# NAME

Flat::Schema - Deterministic schema contracts for flat files

# WHY THIS EXISTS (IN ONE PARAGRAPH)

In real ETL work, yesterday's CSV becomes today's "contract" whether you meant it or not.
Flat::Schema makes that contract explicit: generate a deterministic schema from what you
observed, record ambiguity as issues, and give the next step (validation) something
stable to enforce.

# SYNOPSIS

Basic usage:

    use Flat::Profile;
    use Flat::Schema;

    my $profile = Flat::Profile->profile_file(
        file => "data.csv",
    );

    my $schema = Flat::Schema->from_profile(
        profile => $profile,
    );

    print Flat::Schema->new()->to_json(schema => $schema);

With overrides:

    my $schema = Flat::Schema->from_profile(
        profile   => $profile,
        overrides => [
            { column_index => 0, set => { type => 'integer', nullable => 0 } },
            { column_index => 3, set => { name => 'created_at', type => 'datetime' } },
        ],
    );

# DESCRIPTION

Flat::Schema consumes reports produced by [Flat::Profile](https://metacpan.org/pod/Flat%3A%3AProfile) and generates a
deterministic, inspectable schema contract describing what tabular data
**should** look like.

It is the second module in the Flat::\* series:

- Flat::Profile — What the data looks like
- Flat::Schema — What the data should look like
- Flat::Validate — Does the data conform (planned)

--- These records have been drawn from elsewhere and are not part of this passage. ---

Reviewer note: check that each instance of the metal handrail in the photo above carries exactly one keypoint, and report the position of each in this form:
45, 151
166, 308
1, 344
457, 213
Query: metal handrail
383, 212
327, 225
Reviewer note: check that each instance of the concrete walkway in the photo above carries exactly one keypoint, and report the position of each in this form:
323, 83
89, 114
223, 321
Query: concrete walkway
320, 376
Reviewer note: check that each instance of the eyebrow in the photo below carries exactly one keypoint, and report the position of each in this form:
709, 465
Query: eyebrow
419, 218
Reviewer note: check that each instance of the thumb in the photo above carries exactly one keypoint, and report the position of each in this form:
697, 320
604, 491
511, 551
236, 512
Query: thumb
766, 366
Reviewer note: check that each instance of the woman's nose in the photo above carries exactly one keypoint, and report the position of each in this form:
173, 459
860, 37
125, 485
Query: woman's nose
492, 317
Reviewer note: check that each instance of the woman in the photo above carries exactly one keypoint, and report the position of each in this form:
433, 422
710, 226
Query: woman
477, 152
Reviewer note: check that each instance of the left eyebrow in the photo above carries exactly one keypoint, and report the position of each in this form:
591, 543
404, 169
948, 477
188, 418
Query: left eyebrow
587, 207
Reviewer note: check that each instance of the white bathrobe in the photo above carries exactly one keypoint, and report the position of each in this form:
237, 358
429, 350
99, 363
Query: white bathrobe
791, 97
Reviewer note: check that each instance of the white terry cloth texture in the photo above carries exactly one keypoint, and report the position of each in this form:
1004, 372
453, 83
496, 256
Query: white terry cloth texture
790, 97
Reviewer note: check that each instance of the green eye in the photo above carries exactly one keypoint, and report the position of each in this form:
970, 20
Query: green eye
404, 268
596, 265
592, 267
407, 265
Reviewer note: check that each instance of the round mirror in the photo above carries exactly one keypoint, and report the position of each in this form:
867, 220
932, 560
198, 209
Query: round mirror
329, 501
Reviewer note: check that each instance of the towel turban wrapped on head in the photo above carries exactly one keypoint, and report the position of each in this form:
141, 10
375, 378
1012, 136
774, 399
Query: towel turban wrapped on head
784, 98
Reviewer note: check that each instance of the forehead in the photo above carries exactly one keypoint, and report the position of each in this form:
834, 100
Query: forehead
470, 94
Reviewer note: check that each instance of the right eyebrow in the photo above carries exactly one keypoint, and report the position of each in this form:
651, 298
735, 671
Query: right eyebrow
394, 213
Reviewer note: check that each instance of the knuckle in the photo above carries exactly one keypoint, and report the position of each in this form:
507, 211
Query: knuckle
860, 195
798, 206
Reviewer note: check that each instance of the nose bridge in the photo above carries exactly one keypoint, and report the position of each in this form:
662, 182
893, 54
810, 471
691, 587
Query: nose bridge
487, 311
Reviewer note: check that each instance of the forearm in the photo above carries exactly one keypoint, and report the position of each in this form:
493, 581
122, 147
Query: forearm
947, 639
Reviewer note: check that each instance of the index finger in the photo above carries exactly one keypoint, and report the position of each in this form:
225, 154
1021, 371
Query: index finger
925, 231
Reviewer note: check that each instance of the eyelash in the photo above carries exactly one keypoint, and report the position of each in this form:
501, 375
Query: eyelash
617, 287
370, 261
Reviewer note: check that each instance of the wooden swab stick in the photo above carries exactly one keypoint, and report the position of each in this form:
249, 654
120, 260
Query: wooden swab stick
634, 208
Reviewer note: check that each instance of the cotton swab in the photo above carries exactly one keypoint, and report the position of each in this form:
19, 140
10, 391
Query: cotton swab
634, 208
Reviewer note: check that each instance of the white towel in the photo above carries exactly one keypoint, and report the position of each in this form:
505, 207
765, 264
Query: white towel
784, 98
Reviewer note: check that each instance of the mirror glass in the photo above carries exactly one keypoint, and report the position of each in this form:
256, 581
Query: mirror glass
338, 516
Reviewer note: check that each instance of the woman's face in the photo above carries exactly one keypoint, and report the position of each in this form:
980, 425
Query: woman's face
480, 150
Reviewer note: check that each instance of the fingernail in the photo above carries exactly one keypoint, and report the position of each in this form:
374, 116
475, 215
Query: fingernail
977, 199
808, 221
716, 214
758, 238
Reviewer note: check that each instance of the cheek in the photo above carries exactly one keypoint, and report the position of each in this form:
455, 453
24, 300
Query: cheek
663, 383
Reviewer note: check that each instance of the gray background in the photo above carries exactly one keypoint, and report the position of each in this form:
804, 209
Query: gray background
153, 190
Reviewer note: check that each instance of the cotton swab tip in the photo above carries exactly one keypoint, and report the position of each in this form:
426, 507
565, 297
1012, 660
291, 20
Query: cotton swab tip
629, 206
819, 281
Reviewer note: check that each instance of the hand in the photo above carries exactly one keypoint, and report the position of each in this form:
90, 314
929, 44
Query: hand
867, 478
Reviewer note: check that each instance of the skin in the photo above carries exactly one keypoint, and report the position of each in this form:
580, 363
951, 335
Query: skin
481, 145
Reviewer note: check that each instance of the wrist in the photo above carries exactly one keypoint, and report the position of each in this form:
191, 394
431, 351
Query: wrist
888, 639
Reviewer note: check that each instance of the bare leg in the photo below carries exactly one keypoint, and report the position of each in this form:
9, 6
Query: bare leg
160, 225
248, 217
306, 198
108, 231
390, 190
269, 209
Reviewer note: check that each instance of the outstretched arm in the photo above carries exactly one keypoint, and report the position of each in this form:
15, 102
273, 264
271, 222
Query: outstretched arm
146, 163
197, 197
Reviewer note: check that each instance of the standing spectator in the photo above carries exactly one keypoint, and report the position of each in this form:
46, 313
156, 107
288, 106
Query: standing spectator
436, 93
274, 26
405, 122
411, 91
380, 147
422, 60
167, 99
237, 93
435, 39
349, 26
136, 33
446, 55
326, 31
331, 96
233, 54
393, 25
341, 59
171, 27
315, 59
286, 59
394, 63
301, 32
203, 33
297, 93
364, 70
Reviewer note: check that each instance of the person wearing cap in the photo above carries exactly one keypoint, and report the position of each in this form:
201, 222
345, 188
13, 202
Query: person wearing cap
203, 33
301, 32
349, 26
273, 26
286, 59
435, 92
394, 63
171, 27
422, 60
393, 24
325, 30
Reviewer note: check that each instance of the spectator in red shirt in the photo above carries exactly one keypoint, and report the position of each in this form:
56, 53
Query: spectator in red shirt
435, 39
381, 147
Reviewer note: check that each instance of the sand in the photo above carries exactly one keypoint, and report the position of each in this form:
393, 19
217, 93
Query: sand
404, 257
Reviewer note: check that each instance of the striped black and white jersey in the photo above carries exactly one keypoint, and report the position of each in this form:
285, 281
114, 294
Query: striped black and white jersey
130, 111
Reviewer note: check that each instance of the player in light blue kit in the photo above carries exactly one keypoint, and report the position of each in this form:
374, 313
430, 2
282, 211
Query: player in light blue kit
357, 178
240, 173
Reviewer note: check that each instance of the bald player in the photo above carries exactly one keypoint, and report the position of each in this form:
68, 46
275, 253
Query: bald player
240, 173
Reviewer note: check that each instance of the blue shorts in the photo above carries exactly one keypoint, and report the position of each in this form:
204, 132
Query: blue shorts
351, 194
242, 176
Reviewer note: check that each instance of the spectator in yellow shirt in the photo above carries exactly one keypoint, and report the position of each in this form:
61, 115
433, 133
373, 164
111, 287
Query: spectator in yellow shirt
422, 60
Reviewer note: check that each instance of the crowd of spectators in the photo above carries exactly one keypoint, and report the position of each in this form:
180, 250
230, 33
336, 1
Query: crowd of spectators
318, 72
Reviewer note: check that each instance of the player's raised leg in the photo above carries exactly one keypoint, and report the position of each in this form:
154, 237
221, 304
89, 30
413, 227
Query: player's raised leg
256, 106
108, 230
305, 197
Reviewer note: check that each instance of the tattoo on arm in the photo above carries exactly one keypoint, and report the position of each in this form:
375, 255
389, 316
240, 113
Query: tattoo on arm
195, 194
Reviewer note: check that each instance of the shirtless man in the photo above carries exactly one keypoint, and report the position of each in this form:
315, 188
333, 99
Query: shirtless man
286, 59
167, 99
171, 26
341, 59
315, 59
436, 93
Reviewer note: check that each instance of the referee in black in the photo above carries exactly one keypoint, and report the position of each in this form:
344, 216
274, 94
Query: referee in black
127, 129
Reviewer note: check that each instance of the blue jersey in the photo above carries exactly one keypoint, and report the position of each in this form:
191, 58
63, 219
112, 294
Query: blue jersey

The schema is a canonical Perl data structure that:

- Is stable and deterministic (identical inputs → identical output)
- Is serializable to JSON and YAML
- Captures inference decisions and ambiguity as issues
- Can be consumed by Flat::Validate or other tooling

# REAL-WORLD USE CASES (THE STUFF YOU ACTUALLY DO)

## 1) Vendor “helpfully” changes a column (integer → text)

You ingest daily files and one day a numeric column starts containing
values like `N/A`, `unknown`, or `ERR-17`. Your pipeline should not silently
coerce this into zero or drop rows.

Workflow:

1. Profile last-known-good
2. Generate schema (your contract)
3. Validate future drops against the schema

A typical override when you decide "we accept this as string now":

    my $schema = Flat::Schema->from_profile(
        profile   => $profile,
        overrides => [
            { column_index => 7, set => { type => 'string' } },
        ],
    );

Flat::Schema will record that the override conflicts with what it inferred, and
that record is useful during incident review.

## 2) Columns that are “nullable in real life” even if today they are not

Data often arrives complete in a sample window and then starts missing values
in production. In v1, nullability is intentionally simple:

    nullable = true iff null_count > 0

If you know a field is nullable even if today it isn't, force it:

    overrides => [
        { column_index => 2, set => { nullable => 1 } },  # allow missing later
    ],

## 3) Timestamp confusion: date vs datetime vs “whatever the exporter did”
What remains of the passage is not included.